Quoi qu’il en soit, la page, sombre et maculée du sang de ses compatriotes, est tournée. Rideaux sur une tragédie tropicale, sur 22 ans de « yayisme » dans une satrapie marquée par l’arbitraire, l’injustice, les assassinats de tous ceux qui empêchaient de gouverner (journalistes, opposants, activistes des droits de l’homme…), bref l’absence totale de liberté. C’est à cette chape de plomb que les Gambiens ont décidé de mettre un terme avec pour seules armes des bulletins de vote ou plutôt des billes.
C’est la preuve que même dans un système fermé comme celui-là ou semi-ouvert tel au Gabon, le changement est possible quand les citoyens étouffés qui aspirent à une respiration démocratique deviennent les meilleurs serviteurs de leur propre cause et s’en donnent les moyens.
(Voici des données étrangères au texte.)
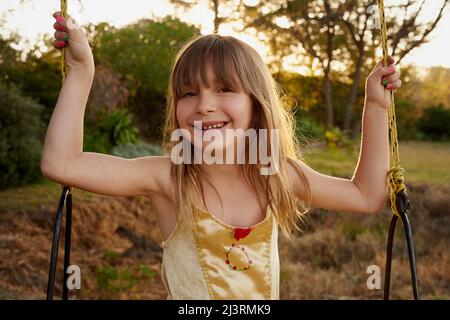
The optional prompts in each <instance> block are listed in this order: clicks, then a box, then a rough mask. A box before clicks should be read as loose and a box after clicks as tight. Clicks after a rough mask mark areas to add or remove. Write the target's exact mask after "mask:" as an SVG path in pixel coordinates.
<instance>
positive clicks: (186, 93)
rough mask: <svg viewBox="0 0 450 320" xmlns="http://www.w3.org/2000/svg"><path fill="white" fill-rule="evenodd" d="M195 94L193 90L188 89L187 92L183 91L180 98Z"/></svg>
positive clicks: (183, 97)
mask: <svg viewBox="0 0 450 320" xmlns="http://www.w3.org/2000/svg"><path fill="white" fill-rule="evenodd" d="M195 95H196V93H195V92H194V91H188V92H186V93H184V94H183V95H182V96H181V97H182V98H189V97H193V96H195Z"/></svg>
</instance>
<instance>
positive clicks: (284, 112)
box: [164, 34, 311, 238]
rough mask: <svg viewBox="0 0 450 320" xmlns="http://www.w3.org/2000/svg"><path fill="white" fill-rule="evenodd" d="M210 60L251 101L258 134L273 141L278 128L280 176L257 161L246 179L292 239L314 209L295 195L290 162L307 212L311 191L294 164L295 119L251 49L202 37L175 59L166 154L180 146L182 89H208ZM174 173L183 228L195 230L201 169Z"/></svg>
mask: <svg viewBox="0 0 450 320" xmlns="http://www.w3.org/2000/svg"><path fill="white" fill-rule="evenodd" d="M210 61H211V62H212V68H213V71H214V74H215V76H216V78H217V79H218V80H220V82H221V83H223V84H224V85H225V86H226V87H229V88H236V87H239V88H241V89H242V90H243V91H244V92H245V93H246V94H248V95H249V96H250V97H251V100H252V102H253V110H254V115H253V116H254V119H253V120H254V129H256V132H258V129H267V131H268V132H269V134H268V136H270V132H271V130H272V129H278V134H279V167H278V170H277V172H276V173H275V174H273V175H267V176H261V175H260V168H262V167H263V165H262V164H261V163H259V161H258V163H257V164H246V165H245V166H244V168H245V169H244V174H245V177H246V178H247V179H248V180H249V181H250V183H251V185H252V187H253V188H254V189H255V191H256V185H257V184H258V185H262V186H265V192H266V197H267V201H268V205H269V206H270V209H271V210H272V212H273V213H274V214H275V217H276V219H277V222H278V224H279V226H280V228H281V230H282V232H283V233H284V234H285V235H286V236H287V237H289V238H290V237H292V235H293V234H294V232H295V230H299V231H300V228H299V227H298V223H299V222H301V221H302V220H303V217H304V216H305V214H306V213H307V212H308V210H309V209H308V208H307V207H305V205H304V204H303V202H302V201H299V200H298V199H297V197H296V195H295V191H294V188H293V185H292V181H291V179H290V178H289V173H288V168H287V167H288V164H287V162H288V161H289V162H291V163H292V164H293V165H294V168H295V169H296V171H297V172H298V174H299V175H300V177H301V180H302V181H303V182H304V185H305V186H306V190H307V195H308V201H307V203H308V207H309V205H310V199H311V191H310V188H309V184H308V181H307V179H306V175H305V174H304V172H303V170H302V168H301V167H300V166H299V165H298V164H296V163H295V162H294V161H292V159H299V158H301V155H300V148H299V142H298V140H297V138H296V136H295V133H294V132H295V131H294V130H295V122H294V119H293V115H292V113H291V112H289V110H288V108H287V106H286V105H284V104H283V99H282V98H281V90H280V89H279V88H278V86H277V85H276V83H275V81H274V79H273V77H272V75H271V74H270V72H269V69H268V68H267V66H266V65H265V63H264V61H263V60H262V58H261V57H260V55H259V54H258V53H257V52H256V51H255V50H254V49H253V48H252V47H251V46H249V45H247V44H246V43H244V42H242V41H240V40H238V39H236V38H233V37H229V36H220V35H217V34H212V35H206V36H197V37H195V38H193V39H192V40H190V41H189V42H188V43H186V44H185V45H184V46H183V48H182V49H181V50H180V51H179V52H178V54H177V56H176V58H175V61H174V64H173V68H172V72H171V75H170V80H169V87H168V93H167V110H166V121H165V126H164V150H165V152H166V154H170V150H172V148H173V147H174V145H175V144H177V143H178V141H170V138H171V134H172V132H173V131H174V130H175V129H177V128H179V125H178V121H177V119H176V107H177V102H178V99H179V98H180V96H181V94H182V92H181V90H182V87H183V85H185V84H189V85H191V86H193V87H194V88H196V87H197V85H198V84H197V78H198V76H200V79H201V81H202V82H203V84H204V85H205V86H207V87H209V84H208V81H207V78H206V74H205V73H206V72H205V66H206V64H207V63H208V62H210ZM269 141H270V139H269ZM192 150H193V149H191V151H192ZM267 150H268V152H269V153H270V154H271V150H272V149H271V145H270V142H268V145H267ZM171 173H172V178H173V179H174V190H173V191H174V195H175V203H176V208H177V221H178V225H179V226H180V227H181V226H182V229H183V230H185V231H187V230H189V229H190V228H192V222H193V213H192V206H193V204H194V201H195V200H194V199H196V198H197V199H199V198H200V197H199V196H200V195H201V197H202V198H203V199H204V196H203V187H202V185H201V184H200V183H199V179H198V176H199V168H198V166H197V165H195V164H184V163H183V164H178V165H176V164H173V163H172V170H171ZM263 180H265V181H263ZM216 191H217V190H216ZM219 199H220V197H219ZM300 209H302V210H300ZM186 228H188V229H186Z"/></svg>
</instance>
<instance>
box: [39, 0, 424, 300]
mask: <svg viewBox="0 0 450 320" xmlns="http://www.w3.org/2000/svg"><path fill="white" fill-rule="evenodd" d="M60 2H61V15H62V17H64V18H66V19H67V17H68V15H67V1H66V0H60ZM377 2H378V8H379V13H380V24H381V44H382V49H383V59H384V65H387V63H388V51H387V28H386V20H385V16H384V0H378V1H377ZM64 50H65V48H63V49H62V52H61V73H62V80H63V81H64V79H65V76H66V73H67V70H66V65H65V61H64ZM389 94H390V98H391V103H390V107H389V112H388V117H389V142H390V157H391V163H392V166H391V169H390V170H389V172H388V175H387V178H388V182H389V189H390V206H391V210H392V212H393V216H392V220H391V224H390V226H389V236H388V243H387V252H386V268H385V281H384V299H385V300H389V289H390V278H391V262H392V247H393V243H394V233H395V226H396V223H397V220H398V218H401V219H402V221H403V227H404V229H405V235H406V242H407V247H408V255H409V264H410V269H411V281H412V287H413V288H412V289H413V296H414V299H415V300H419V298H420V297H419V283H418V278H417V271H416V261H415V255H414V247H413V237H412V232H411V226H410V222H409V219H408V215H407V212H408V210H409V209H410V202H409V199H408V196H407V193H406V186H405V184H404V176H403V172H404V170H403V168H402V167H401V166H400V159H399V150H398V141H397V124H396V118H395V104H394V93H393V91H389ZM61 187H62V189H63V191H62V193H61V197H60V200H59V204H58V208H57V211H56V221H55V227H54V233H53V242H52V251H51V256H50V270H49V277H48V286H47V300H52V299H53V295H54V287H55V278H56V265H57V258H58V246H59V238H60V234H61V224H62V218H63V215H64V208H66V232H65V248H64V249H65V250H64V276H63V293H62V299H63V300H67V299H68V298H69V294H68V287H67V283H66V282H67V278H68V276H67V273H66V270H67V269H68V267H69V265H70V249H71V248H70V244H71V228H72V187H69V186H61Z"/></svg>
Et que les opposants taisent leurs querelles pichrocolines pour se fédérer autour d’une personnalité comme ce fut le cas pour Barrow qui a eu l’intelligence politique de démissionner de son parti (l’UDP) pour se présenter en indépendant, autrement dit en rassembleur.
Ce séisme d’une grande magnitude qui vient de se produire à Banjul, on l’aura compris, n’est pas l’œuvre des Etats-Unis, de la France ou de la Belgique, et les Burundais, Rwandais, Congolais des deux rives, Angolais, Ougandais, Tchadiens, Equato-Guinéens, les Camerounais et autres, qui vivent depuis des lustres sous la férule de despotes plus ou moins éclairés, auraient tort de croire que le salut viendra d’ailleurs. Qu’ils en prennent donc de la graine.
Maintenant que l’homme d’affaires de 51 ans, qui est aussi discret que l’autre est burlesque et qui s’est fait une fortune dans l’immobilier est au pied du mur, commence, une fois l’ivresse de la victoire passée, la délicate opération de déminage et de déconstruction de l’Etat-policier Jammeh pour bâtir sur ses ruines un nouveau pays libre, prospère et respectueux des droits humains. Il a trois ans pour le faire puisque, si l’on s’en tient à la promesse électorale qu’il s’est d’ailleurs engagé à respecter, il remettra le pays à plat (démocratie, économie, justice, liberté de la presse, etc.) d’ici là et organisera à cette échéance une élection à laquelle il ne se représentera pas.
Reste néanmoins une inconnue, et elle est de taille : le vaincu a certes eu pour une fois une attitude chevaleresque en félicitant son tombeur à qui il a proposé son aide pour la transition mais se présentera-t-il toujours en victime résignée si, d’aventure, les fantômes des nombreux cadavres qu’il a dans son placard devaient se mettre à ses trousses par la justice (nationale ou internationale) interposée ? A moins qu’on veuille, comme c’est souvent le cas, sacrifier la justice sur l’autel de la paix sociale. Car quelqu’un qui a été aux affaires deux décennies durant conserve intacte sa capacité de nuisance et a forcément miné le terrain, militaire notamment ; si bien que l’attitude de l’armée sera l’une des principales clés de la réussite de cette transition qui s’ouvre et qui doit s’achever dans deux mois avec l’investiture du nouveau président de cette nouvelle Gambie qui se dessine.